I have been on probably 4-5 different kinds of birth control that did help in the earlier years but did nothing by the time I was 30. I do see a pain specialist and we’ve tried things but nothing has helped my endo pain (he is able to help with my fibromyalgia though!). It seems much of my pain comes from adhesions. I do all the things when it comes to natural methods to help….eating well, moving my body, supplements, massage, pelvic floor physio….you name it, I do it or have done it. All those things do help me to keep going on a day to day basis but they certainly don’t take all the pain away.

How does endometriosis affect your day-to-day life? 

It hugely impacts my day to day life. I have to work from home, I can’t clean, unload the dishwasher and for the most part can’t do much cooking (and I was a food fanatic until about 2 years ago when things got worse for me), I am very limited in the physical activity that I can do, I find it hard to play with my niece and nephew, I am not able to have my own family due to the daily pain, I can’t do the hobbies that I love, and because you just never know when pain will strike, it makes making plans hard (and stressful!).

How does endometriosis affect your emotional well-being? 

I have always had terrible sleep so I’ve never been sure if that’s an endo symptom for me or not. For the last few years I do take meds for sleep support so that has helped in that area. I work VERY hard to make sure I have good mental health, in my situation I know how easy it would be to slip into a depressed state. I do have bad medical related anxiety which makes it so hard to constantly be making calls and getting tests, etc. I am so lucky to have an amazing partner, as having an intimate relationship is basically impossible in my current state.

How has endometriosis shaped turning points in your life up until now and looking toward the future? 

I was lucky that I was able to make it through university and grad school, even while pain was bad at times. I had a hard time in my first job where I was expected to do some physical work and be able to go out for field work at a moments notice and there was little empathy for health related issues. I am lucky now to have a job where I am able to have accommodations to make things work. We were unable to start a family because of this illness. I’ve been in pain since I was 13 so I was never really even able to consider having kids.

How have you found hope and support in your endometriosis journey? 

I don’t have a lot of support, although I will say that I finally have a good team when it comes to the medical side. My pelvic floor physiotherapist, massage therapist, nurse practitioner and pain specialist are all amazing and I’m lucky to finally have people I can count on.
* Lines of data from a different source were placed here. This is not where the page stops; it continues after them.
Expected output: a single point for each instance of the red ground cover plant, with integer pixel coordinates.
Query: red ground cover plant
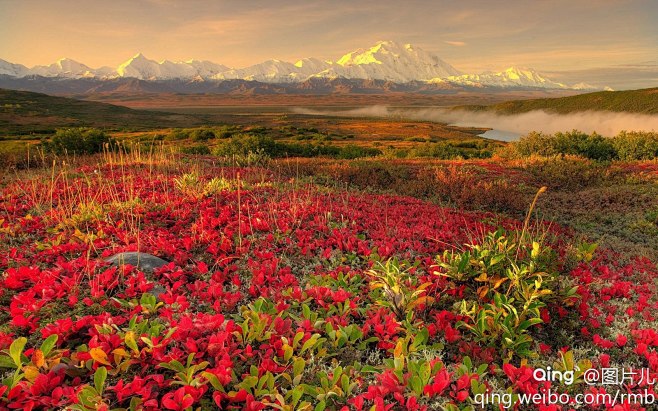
(284, 297)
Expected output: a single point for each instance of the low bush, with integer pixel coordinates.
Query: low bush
(627, 146)
(79, 141)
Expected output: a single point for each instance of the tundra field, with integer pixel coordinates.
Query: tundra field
(322, 263)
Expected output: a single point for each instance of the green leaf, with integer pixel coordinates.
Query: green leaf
(16, 349)
(48, 344)
(99, 379)
(297, 393)
(309, 343)
(298, 367)
(213, 380)
(6, 362)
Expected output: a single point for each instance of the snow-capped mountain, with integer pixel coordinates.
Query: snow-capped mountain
(11, 69)
(512, 77)
(141, 68)
(270, 71)
(64, 68)
(386, 61)
(390, 61)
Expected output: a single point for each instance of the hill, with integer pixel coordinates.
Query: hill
(633, 101)
(23, 111)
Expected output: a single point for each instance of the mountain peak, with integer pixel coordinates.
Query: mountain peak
(386, 60)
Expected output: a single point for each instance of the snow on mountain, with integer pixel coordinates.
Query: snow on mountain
(63, 68)
(391, 61)
(142, 68)
(387, 60)
(270, 71)
(512, 77)
(11, 69)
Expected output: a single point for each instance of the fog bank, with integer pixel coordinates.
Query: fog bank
(603, 122)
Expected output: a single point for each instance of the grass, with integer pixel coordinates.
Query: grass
(23, 112)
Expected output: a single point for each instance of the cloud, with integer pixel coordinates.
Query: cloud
(455, 43)
(604, 123)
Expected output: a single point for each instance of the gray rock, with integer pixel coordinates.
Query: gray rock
(143, 261)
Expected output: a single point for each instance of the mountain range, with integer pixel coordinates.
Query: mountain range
(385, 64)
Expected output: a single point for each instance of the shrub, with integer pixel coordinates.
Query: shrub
(636, 145)
(592, 146)
(352, 151)
(243, 144)
(200, 149)
(79, 141)
(202, 134)
(507, 279)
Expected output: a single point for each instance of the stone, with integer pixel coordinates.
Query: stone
(142, 261)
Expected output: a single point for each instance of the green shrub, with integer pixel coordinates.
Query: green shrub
(177, 135)
(627, 146)
(202, 134)
(636, 145)
(243, 144)
(507, 279)
(201, 149)
(352, 151)
(79, 141)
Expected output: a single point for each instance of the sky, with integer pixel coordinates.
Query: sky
(598, 41)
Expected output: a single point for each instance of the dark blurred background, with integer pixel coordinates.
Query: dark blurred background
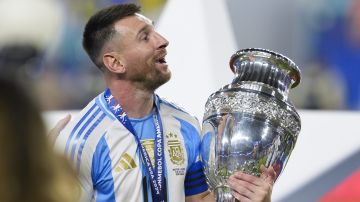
(40, 46)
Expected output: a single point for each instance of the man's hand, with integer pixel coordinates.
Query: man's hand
(54, 133)
(249, 188)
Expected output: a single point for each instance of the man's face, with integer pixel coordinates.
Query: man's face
(142, 51)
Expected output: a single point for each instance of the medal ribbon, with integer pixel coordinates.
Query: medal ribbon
(156, 175)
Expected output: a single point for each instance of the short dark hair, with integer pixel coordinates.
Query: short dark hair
(99, 29)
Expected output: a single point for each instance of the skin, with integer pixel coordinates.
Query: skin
(135, 66)
(133, 72)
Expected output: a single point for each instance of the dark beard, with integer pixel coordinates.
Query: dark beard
(151, 82)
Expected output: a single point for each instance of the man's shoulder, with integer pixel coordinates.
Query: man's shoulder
(87, 126)
(177, 111)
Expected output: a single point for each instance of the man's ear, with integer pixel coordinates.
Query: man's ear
(113, 63)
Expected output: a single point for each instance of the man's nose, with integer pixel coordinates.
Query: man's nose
(162, 42)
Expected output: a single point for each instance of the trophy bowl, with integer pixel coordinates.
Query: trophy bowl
(250, 122)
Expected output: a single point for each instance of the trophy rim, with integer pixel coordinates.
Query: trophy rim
(295, 73)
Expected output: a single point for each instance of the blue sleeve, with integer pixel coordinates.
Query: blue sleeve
(195, 181)
(101, 173)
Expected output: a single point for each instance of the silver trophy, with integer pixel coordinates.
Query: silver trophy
(250, 122)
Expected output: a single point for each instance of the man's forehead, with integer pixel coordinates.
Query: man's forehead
(145, 19)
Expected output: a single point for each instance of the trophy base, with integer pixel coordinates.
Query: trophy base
(223, 194)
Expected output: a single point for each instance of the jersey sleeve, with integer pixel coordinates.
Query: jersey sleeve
(195, 180)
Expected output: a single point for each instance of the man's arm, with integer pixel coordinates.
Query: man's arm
(246, 188)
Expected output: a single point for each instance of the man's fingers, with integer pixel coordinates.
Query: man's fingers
(54, 132)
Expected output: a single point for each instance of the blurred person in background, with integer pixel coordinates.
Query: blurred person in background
(29, 169)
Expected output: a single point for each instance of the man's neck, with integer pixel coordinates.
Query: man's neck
(137, 103)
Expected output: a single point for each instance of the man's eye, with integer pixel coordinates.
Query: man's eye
(146, 37)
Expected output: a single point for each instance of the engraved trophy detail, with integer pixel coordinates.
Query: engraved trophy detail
(250, 122)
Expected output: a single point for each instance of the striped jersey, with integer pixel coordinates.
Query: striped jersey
(108, 160)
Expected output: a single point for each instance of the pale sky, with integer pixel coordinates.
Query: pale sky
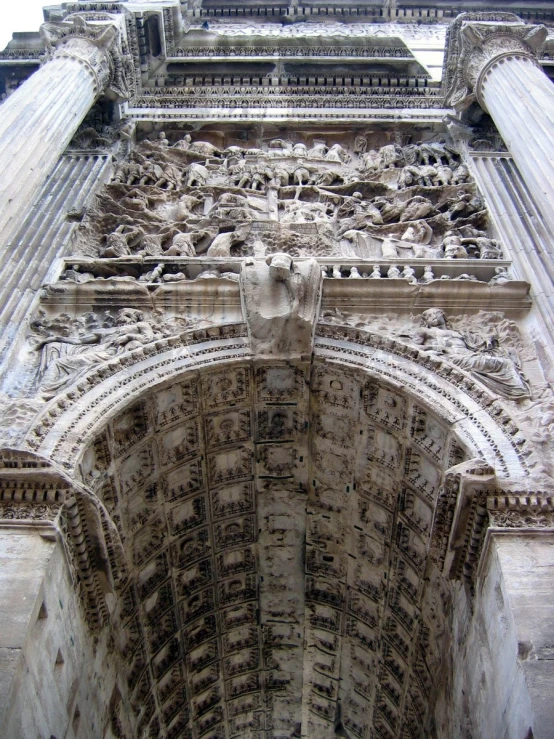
(21, 15)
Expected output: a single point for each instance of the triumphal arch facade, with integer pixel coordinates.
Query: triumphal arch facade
(276, 371)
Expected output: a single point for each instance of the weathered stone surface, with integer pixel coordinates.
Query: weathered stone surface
(282, 407)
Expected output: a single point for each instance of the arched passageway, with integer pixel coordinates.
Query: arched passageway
(277, 534)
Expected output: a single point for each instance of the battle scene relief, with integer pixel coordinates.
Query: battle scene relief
(304, 195)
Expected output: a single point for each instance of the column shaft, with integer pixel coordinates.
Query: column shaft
(520, 99)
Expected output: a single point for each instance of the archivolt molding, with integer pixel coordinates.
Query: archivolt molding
(482, 420)
(207, 491)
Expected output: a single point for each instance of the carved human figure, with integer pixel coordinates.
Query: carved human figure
(483, 356)
(501, 276)
(197, 175)
(300, 150)
(337, 153)
(463, 205)
(452, 246)
(318, 150)
(222, 243)
(354, 213)
(390, 156)
(118, 242)
(416, 208)
(281, 301)
(484, 247)
(64, 358)
(444, 175)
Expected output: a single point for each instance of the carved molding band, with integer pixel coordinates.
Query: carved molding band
(97, 48)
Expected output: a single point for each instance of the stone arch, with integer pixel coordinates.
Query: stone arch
(289, 528)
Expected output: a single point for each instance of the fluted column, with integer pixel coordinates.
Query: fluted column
(39, 119)
(494, 64)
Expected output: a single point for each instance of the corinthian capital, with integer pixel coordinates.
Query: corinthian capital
(98, 47)
(475, 42)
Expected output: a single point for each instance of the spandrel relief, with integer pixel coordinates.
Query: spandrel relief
(66, 347)
(178, 197)
(486, 345)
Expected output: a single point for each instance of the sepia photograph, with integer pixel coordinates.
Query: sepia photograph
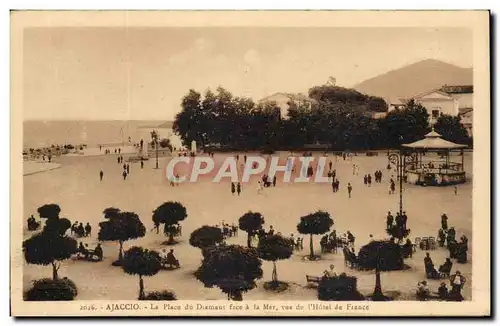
(250, 163)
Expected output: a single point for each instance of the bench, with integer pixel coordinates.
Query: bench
(88, 255)
(312, 279)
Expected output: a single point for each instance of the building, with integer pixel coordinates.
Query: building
(455, 100)
(282, 100)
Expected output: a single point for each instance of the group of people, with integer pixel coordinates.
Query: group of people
(392, 187)
(457, 282)
(430, 270)
(169, 260)
(228, 230)
(81, 231)
(330, 242)
(447, 237)
(236, 188)
(401, 221)
(88, 254)
(32, 223)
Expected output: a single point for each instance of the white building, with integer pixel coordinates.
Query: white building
(455, 100)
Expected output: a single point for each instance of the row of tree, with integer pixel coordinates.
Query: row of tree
(336, 117)
(232, 268)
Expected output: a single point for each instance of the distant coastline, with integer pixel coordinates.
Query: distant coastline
(43, 133)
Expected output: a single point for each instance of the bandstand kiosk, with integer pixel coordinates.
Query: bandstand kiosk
(435, 161)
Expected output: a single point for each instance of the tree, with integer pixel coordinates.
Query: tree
(451, 129)
(57, 225)
(142, 262)
(191, 123)
(165, 143)
(251, 222)
(120, 226)
(47, 289)
(165, 295)
(206, 236)
(381, 256)
(233, 269)
(398, 232)
(273, 248)
(49, 248)
(315, 223)
(169, 213)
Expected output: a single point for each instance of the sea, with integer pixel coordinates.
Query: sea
(43, 133)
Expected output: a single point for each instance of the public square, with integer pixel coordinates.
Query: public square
(76, 188)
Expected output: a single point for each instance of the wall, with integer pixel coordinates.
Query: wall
(464, 100)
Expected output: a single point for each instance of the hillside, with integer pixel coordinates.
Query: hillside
(414, 79)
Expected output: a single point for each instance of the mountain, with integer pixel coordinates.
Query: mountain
(415, 79)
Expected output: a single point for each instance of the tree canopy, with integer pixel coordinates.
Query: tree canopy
(233, 269)
(316, 223)
(120, 226)
(338, 118)
(273, 248)
(251, 222)
(169, 214)
(49, 248)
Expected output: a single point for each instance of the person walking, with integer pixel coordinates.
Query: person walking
(444, 222)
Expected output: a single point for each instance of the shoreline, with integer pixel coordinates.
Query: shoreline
(30, 167)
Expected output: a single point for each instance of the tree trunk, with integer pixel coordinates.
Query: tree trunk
(120, 255)
(311, 246)
(275, 272)
(141, 287)
(54, 271)
(377, 293)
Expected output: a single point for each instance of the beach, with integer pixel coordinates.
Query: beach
(75, 186)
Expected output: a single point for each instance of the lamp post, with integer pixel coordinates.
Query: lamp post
(400, 160)
(154, 137)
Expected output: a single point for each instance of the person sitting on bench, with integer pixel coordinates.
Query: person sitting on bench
(430, 271)
(443, 291)
(98, 251)
(446, 267)
(82, 249)
(423, 291)
(330, 273)
(171, 261)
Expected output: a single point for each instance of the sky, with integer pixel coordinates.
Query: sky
(142, 73)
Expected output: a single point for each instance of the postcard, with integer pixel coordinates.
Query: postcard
(250, 163)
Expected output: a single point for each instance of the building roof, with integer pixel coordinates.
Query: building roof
(464, 111)
(439, 91)
(433, 140)
(457, 89)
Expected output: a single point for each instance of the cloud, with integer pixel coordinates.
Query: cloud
(195, 52)
(252, 57)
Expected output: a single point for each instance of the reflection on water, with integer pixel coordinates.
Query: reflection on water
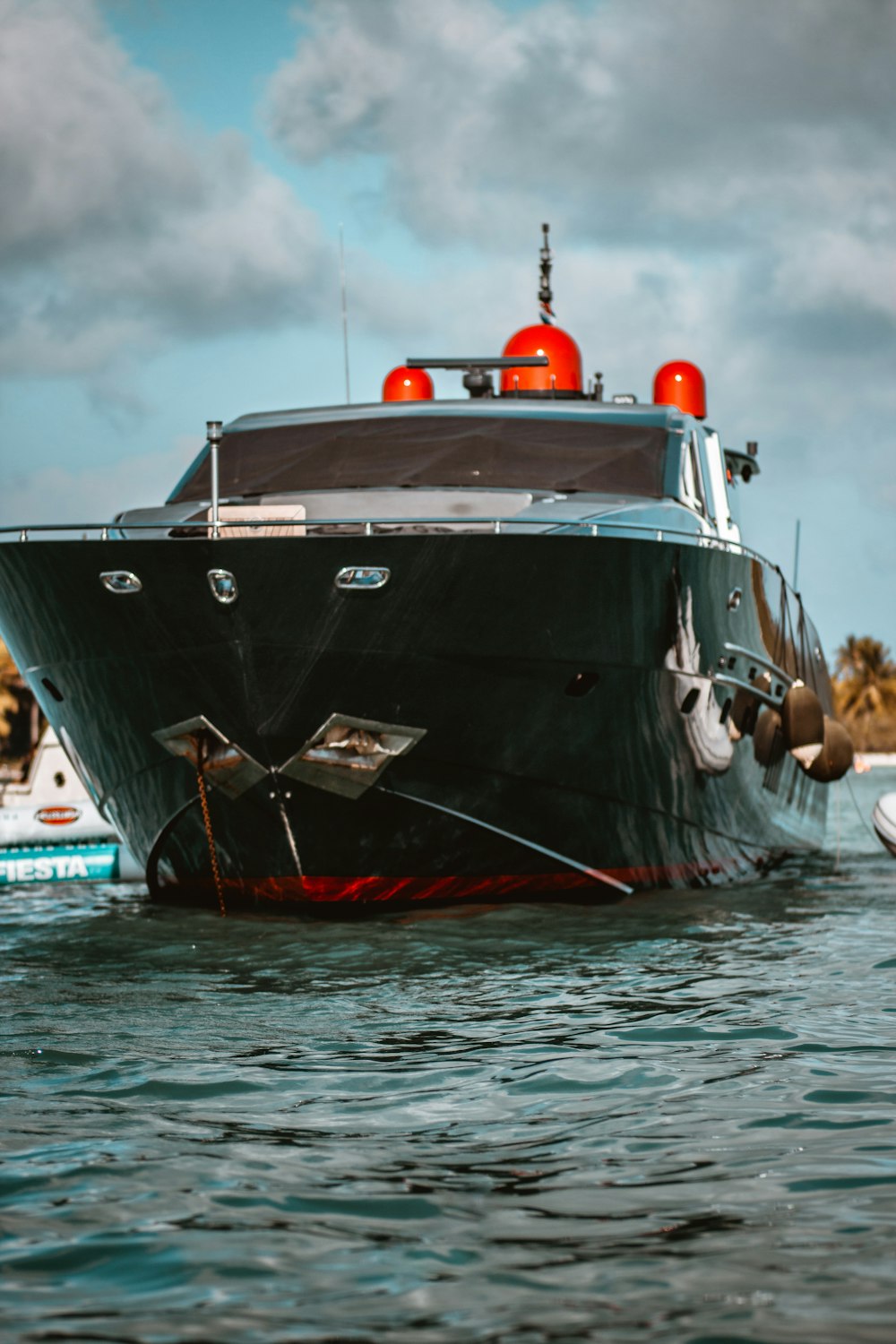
(667, 1120)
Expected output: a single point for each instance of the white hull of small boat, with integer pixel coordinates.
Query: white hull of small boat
(50, 828)
(884, 820)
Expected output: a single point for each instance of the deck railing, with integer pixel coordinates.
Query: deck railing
(382, 527)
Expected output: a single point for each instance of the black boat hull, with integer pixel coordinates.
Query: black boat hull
(546, 676)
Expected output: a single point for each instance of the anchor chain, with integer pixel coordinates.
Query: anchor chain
(210, 835)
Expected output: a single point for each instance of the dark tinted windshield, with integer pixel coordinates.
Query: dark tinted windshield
(482, 451)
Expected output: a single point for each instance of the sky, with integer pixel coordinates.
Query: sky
(719, 177)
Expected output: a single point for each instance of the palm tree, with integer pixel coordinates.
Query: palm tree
(866, 682)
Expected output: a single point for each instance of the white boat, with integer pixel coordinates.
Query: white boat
(884, 820)
(50, 828)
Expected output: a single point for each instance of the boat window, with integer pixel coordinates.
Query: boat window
(445, 451)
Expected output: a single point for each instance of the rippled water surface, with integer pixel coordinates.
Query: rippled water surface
(665, 1120)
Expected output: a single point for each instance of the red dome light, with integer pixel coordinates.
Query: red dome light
(680, 383)
(562, 376)
(408, 384)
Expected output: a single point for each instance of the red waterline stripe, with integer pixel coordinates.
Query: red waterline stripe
(347, 890)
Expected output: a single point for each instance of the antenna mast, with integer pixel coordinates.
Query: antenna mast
(341, 285)
(546, 296)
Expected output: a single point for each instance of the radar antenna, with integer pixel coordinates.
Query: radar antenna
(546, 296)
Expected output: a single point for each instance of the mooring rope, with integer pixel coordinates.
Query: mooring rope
(210, 836)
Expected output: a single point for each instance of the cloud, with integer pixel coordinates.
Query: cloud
(96, 494)
(123, 228)
(704, 126)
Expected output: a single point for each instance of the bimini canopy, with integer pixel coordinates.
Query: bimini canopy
(437, 451)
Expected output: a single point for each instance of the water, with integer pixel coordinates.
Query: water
(670, 1120)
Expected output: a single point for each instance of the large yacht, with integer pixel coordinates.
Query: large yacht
(501, 647)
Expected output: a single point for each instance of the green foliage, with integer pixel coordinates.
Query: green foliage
(866, 693)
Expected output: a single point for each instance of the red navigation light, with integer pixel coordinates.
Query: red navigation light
(680, 383)
(408, 384)
(562, 376)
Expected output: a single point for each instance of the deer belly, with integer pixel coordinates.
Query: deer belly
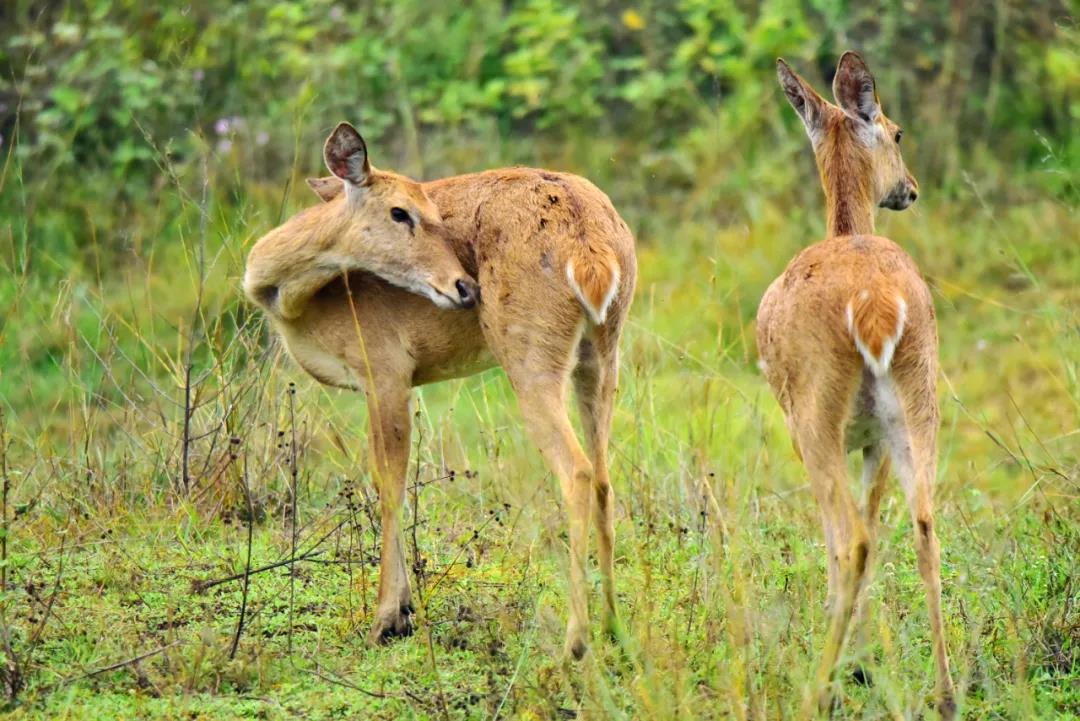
(456, 365)
(325, 367)
(864, 429)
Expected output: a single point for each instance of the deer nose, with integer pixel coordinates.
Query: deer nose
(469, 293)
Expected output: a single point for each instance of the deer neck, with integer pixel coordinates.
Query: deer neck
(846, 176)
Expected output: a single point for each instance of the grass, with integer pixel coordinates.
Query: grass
(107, 546)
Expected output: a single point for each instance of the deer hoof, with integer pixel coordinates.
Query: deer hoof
(389, 625)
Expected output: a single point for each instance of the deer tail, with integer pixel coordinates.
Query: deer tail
(876, 317)
(594, 275)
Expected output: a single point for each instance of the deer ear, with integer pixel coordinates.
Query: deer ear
(346, 154)
(854, 90)
(326, 188)
(805, 99)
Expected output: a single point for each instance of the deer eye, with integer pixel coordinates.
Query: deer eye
(401, 215)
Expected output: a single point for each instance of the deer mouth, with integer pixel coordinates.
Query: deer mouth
(266, 296)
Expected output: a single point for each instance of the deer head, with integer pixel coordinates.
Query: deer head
(382, 222)
(855, 145)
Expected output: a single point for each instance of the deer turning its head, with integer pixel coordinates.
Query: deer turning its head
(358, 285)
(855, 145)
(382, 222)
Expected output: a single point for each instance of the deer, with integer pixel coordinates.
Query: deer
(848, 342)
(390, 284)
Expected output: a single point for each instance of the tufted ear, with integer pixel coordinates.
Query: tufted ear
(810, 106)
(854, 90)
(346, 154)
(327, 188)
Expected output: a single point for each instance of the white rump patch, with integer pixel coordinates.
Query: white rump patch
(879, 366)
(597, 315)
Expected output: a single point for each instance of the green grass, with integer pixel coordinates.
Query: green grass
(108, 548)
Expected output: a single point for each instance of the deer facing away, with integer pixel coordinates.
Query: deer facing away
(848, 343)
(359, 289)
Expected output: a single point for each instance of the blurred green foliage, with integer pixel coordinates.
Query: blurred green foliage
(94, 80)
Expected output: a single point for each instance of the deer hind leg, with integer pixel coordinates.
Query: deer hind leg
(543, 407)
(876, 466)
(388, 407)
(822, 446)
(595, 378)
(914, 451)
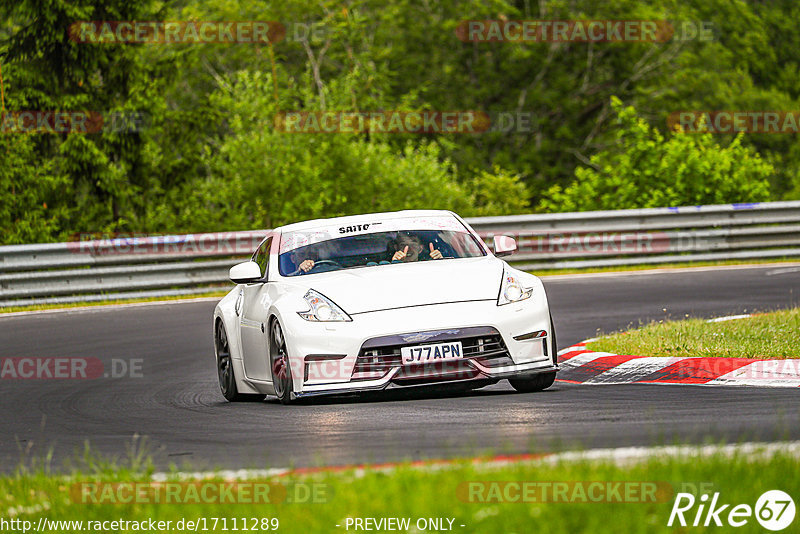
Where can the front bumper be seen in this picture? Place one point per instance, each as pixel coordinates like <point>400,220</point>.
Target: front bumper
<point>324,356</point>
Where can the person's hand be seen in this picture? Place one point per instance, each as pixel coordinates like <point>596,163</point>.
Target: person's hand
<point>400,254</point>
<point>307,265</point>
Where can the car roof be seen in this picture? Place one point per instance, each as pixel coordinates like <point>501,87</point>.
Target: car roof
<point>360,219</point>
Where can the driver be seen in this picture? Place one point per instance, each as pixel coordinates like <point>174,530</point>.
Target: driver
<point>409,247</point>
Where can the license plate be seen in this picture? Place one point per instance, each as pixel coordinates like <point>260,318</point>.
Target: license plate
<point>432,353</point>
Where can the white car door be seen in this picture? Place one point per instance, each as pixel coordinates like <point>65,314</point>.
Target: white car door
<point>255,331</point>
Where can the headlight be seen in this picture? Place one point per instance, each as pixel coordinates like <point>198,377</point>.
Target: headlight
<point>322,309</point>
<point>512,291</point>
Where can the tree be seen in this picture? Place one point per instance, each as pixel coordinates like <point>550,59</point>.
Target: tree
<point>646,170</point>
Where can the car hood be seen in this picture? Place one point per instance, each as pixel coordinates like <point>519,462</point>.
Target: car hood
<point>410,284</point>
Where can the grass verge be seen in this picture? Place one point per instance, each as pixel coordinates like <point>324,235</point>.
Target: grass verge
<point>650,267</point>
<point>594,497</point>
<point>767,335</point>
<point>71,305</point>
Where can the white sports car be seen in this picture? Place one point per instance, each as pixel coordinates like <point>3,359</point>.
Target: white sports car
<point>376,301</point>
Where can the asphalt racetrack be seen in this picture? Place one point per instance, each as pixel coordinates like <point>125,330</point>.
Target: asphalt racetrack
<point>176,408</point>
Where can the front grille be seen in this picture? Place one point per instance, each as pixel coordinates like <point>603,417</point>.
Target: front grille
<point>378,356</point>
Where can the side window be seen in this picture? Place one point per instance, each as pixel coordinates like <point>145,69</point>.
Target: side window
<point>261,256</point>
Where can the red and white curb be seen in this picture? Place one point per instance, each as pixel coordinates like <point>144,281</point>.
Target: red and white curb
<point>579,365</point>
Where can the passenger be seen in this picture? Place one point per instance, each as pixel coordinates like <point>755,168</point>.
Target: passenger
<point>409,247</point>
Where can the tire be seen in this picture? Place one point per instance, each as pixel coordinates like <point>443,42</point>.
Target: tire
<point>530,384</point>
<point>225,372</point>
<point>279,364</point>
<point>554,344</point>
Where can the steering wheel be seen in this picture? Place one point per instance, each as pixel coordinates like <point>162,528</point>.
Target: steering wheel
<point>325,262</point>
I have a very understanding partner so I am lucky in that regard as well. My family is close by if I need them, which is a comforting thought at times of bad pain.

What do you think healthcare for endometriosis in Canada should look like? 

Everyone should have access to a doctor or nurse practitioner that will believe them when they come in talking about experiencing horrible pain and/or prolonged periods of bleeding. We should also have access to endometriosis specialists so that we don’t have to first have ablation surgeries, which for many (myself included) results in even more pain. The earlier these cases are seen by the right doctor, the better off we will be. These cases don’t have to get as advanced as what we are currently seeing. These come from years and years of neglect in the current system.

What do you think is important for people to know about the experience of having endometriosis in Canada?

That its not uncommon, that these symptoms are not normal, and that everyone should have a reason to care about this disease. It effects families, friendships, work places, the economy….I could go on and on. Everyone has a reason to care about this disease.